Et si t’ajoutes à cela qu’une des copines amenait plusieurs amants…

t’imagines comment l’affaire a semblé louche !

— Fallait leur dire, que cette salope le faisait gratuitement ! Et les autres aussi… Enfin, pour les flics l’info passe encore, pour les putes c’est peut-être pire : concurrence déloyale.

— Jamais on aurait couché avec les passants, seulement les putes l’ignoraient, et… les passants aussi. Qui passaient de plus en plus souvent demander le tarif. Qu’est-ce que c’était vexant !
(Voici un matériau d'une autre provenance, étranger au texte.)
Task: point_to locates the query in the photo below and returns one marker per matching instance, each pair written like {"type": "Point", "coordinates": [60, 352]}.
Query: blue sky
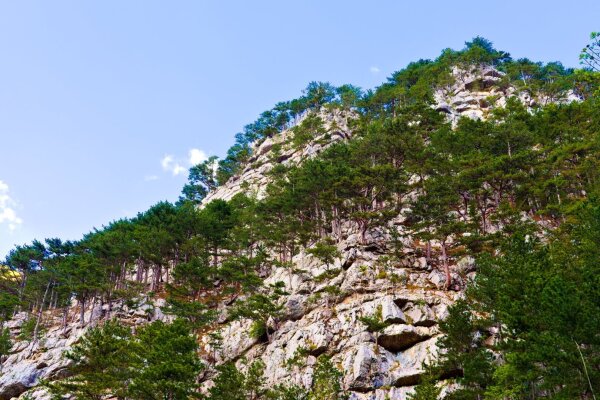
{"type": "Point", "coordinates": [102, 103]}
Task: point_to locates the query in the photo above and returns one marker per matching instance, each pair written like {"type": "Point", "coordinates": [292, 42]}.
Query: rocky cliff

— Ton histoire se termine comment ?

— Coup de filet des flics, garde à vue pour tout le monde. Interrogatoires, coups de pression… Heureusement qu’on était toutes majeures. Je sais pas s’ils nous ont crus à cent pour cent. Surtout, ils nous ont clairement fait comprendre de pas revenir. Comment on s’est trop senties humiliées ! C’était la fin de l’aventure commune.

— Commune ?

— Brice voulait continuer autant que moi. On s’est installés dans un autre coin. Je sais : risqué ! Je savais qu’on était en sursis… Dès que les agents municipaux nous repéreraient de nouveau, il faudrait partir pour de bon. Le premier lieu, c’était comme dans un conte de fées… ou presque. Un lieu magique, où tout allait à merveille. Là, jour après jour on s’est de moins en moins bien entendus. Va savoir pourquoi !

— Comme si vous aviez quitté un endroit béni pour un endroit maudit ?

— Oui ! On continuait nos rendez-vous de tente, mais ils devenaient de plus en plus sexuels.

— Un retour aux sources…

— Le mois dernier, je devais le rejoindre à la tente et il m’a posé un lapin. Par contre, quand je suis arrivée j’ai vu qu’il y avait un squatteur. Un jeune mec qu’avait crocheté le cadenas et fumait tranquille son pétard. J’aurais jamais pu le déloger, et puis après tout le bois lui appartenait plus qu’à moi. J’ai failli partir, et puis finalement il était super gentil. On a discuté, il m’a offert une Heineken.

— Un vrai gentleman. Est-ce que la suite ressemble à ce que j’ai à l’esprit ?

— Oui.

— Le soir même ?

— Une heure après la première gorgée de bière c’était la première gorgée de sperme. J’étais venue avec une folle envie de sexe. Brice était pas là, Freddy était frais et dispo.

— Et depuis ?

— Terminé avec Brice. On s’agace trop l’un l’autre, plus aucun intérêt. Freddy a gardé la tente et s’est installé un peu plus loin. Je continue à le voir… Je baise toujours dans cette tente, c’est juste le baiseur qui a changé.